A franquia o separou da equipe durante grande parte do início da campanha, embora o sindicato dos jogadores da liga e a organização presidida pelo comissário Adam Silver tenham chegado a um acordo que não forçou os protagonistas a se vacinarem contra o COVID-19. Além disso, porque os regulamentos de cada cidade ou estado estavam acima, o armador não pôde jogar nos jogos que os Nets jogavam como casa no Barclays Center em Nova York até que a restrição fosse levantada.
Hoje, na prévia do início dos playoffs, e depois de retornar à equipe para ser fundamental na qualificação do Brooklyn para chegar ao 7º lugar, Irving falou sobre sua escolha de não se vacinar contra o COVID-19. “Fiz a escolha certa para mim”, disse ele em diálogo com a imprensa após o último treino antes da estreia da série contra o Boston Celtics.
“Posso realmente dizer que me mantive firme no que acreditava, no que queria fazer com meu corpo. Acho que não deveria ser apenas um direito americano, acho que deveria ser um direito humano”, acrescentou o número 11 dos Nets.
Irving só fez sua estreia na atual temporada em 5 de janeiro, em um jogo contra o Indiana Pacers.

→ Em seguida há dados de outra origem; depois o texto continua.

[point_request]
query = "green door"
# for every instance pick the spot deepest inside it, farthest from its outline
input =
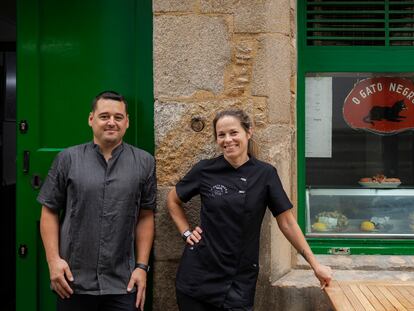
(67, 52)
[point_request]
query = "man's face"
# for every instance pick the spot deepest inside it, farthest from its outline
(109, 122)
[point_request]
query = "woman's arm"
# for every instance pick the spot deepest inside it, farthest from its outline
(290, 228)
(176, 210)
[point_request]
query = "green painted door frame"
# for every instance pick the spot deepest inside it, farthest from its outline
(324, 59)
(67, 52)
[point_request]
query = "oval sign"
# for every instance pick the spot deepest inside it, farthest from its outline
(381, 105)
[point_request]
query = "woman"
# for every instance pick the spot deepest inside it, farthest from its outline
(219, 266)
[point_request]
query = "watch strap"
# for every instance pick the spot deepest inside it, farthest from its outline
(142, 266)
(186, 234)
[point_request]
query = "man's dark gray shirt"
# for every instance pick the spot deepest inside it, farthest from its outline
(100, 202)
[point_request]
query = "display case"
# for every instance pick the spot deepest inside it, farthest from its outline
(360, 213)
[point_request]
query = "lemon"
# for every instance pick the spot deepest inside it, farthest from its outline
(367, 226)
(319, 226)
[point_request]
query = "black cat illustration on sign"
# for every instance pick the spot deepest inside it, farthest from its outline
(392, 114)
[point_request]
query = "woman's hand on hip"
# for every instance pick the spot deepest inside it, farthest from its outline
(195, 236)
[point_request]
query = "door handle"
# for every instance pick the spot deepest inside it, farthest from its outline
(26, 161)
(36, 181)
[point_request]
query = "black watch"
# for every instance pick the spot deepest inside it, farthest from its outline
(186, 234)
(142, 266)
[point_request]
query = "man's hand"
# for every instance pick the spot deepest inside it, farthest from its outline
(138, 279)
(59, 274)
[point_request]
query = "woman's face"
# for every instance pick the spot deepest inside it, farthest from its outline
(232, 139)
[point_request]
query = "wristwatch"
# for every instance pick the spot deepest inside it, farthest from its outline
(186, 234)
(142, 266)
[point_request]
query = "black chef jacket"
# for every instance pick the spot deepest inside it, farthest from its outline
(222, 268)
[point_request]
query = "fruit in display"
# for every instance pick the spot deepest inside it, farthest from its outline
(319, 226)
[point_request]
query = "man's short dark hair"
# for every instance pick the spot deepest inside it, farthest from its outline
(109, 95)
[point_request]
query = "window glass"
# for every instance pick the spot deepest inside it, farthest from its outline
(359, 146)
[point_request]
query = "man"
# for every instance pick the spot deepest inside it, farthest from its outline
(97, 221)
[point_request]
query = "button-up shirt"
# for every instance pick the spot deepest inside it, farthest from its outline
(99, 202)
(222, 268)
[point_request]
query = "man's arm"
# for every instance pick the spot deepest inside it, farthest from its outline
(58, 268)
(177, 214)
(290, 228)
(144, 236)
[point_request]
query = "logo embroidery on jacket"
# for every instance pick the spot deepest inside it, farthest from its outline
(218, 190)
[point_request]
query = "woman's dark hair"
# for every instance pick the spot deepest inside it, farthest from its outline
(109, 95)
(245, 123)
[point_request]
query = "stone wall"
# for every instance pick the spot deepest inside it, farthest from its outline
(210, 55)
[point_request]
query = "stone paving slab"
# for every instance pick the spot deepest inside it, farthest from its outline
(362, 262)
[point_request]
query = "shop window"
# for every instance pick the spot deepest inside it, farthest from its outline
(355, 118)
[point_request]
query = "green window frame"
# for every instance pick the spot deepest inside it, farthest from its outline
(333, 58)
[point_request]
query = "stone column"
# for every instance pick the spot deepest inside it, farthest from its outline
(210, 55)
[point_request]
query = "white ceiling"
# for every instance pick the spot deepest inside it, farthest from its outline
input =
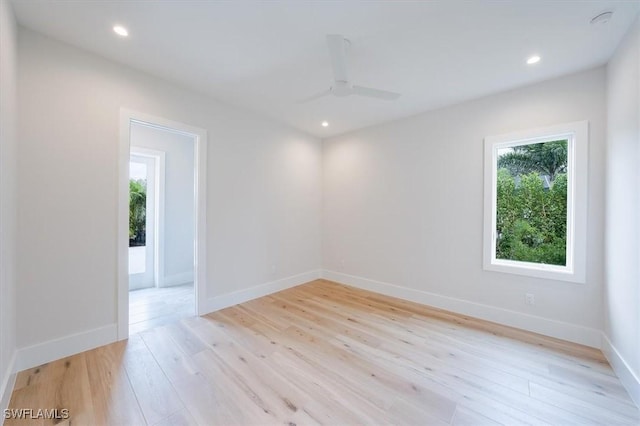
(265, 55)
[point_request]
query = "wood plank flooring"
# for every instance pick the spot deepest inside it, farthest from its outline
(323, 353)
(153, 307)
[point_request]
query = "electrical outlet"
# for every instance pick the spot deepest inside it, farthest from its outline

Por dois meses, o ex-campeão do Cleveland Cavaliers só jogou fora até que o prefeito de Nova York, Eric Adams, alterou a exigência de vacinação da cidade para atletas profissionais e artistas no final de março.
“Não posso me dirigir a todos, mas à medida que passamos pelo tempo, sei que tomei a decisão certa para mim. É uma sensação ótima quando você sabe que em momentos embaraçosos você pode realmente se apoiar em pessoas diferentes, apesar de seu papel em diferentes setores ou lugares diferentes em nossa organização ou nas coisas que elas representam”, disse o jovem de 30 anos sobre o apoio que teve da organização na franquia.
“Algumas pessoas me apoiaram em público, algumas pessoas me apoiaram em particular e eu concordo com ambos. Algumas pessoas não concordam comigo em público, algumas pessoas não concordam comigo em particular. Realmente não me incomoda tanto quanto no início da temporada, porque tudo era tão novo”, acrescentou.
Por fim, ele explicou que ouviu todos os comentários sobre ele. “Eles me chamaram por tantos nomes diferentes... Foi parte da minha luta assistir a temporada, um jogo que eu amo; meu trabalho, eu não posso nem continuar chamando de jogo, é o meu trabalho”, disse.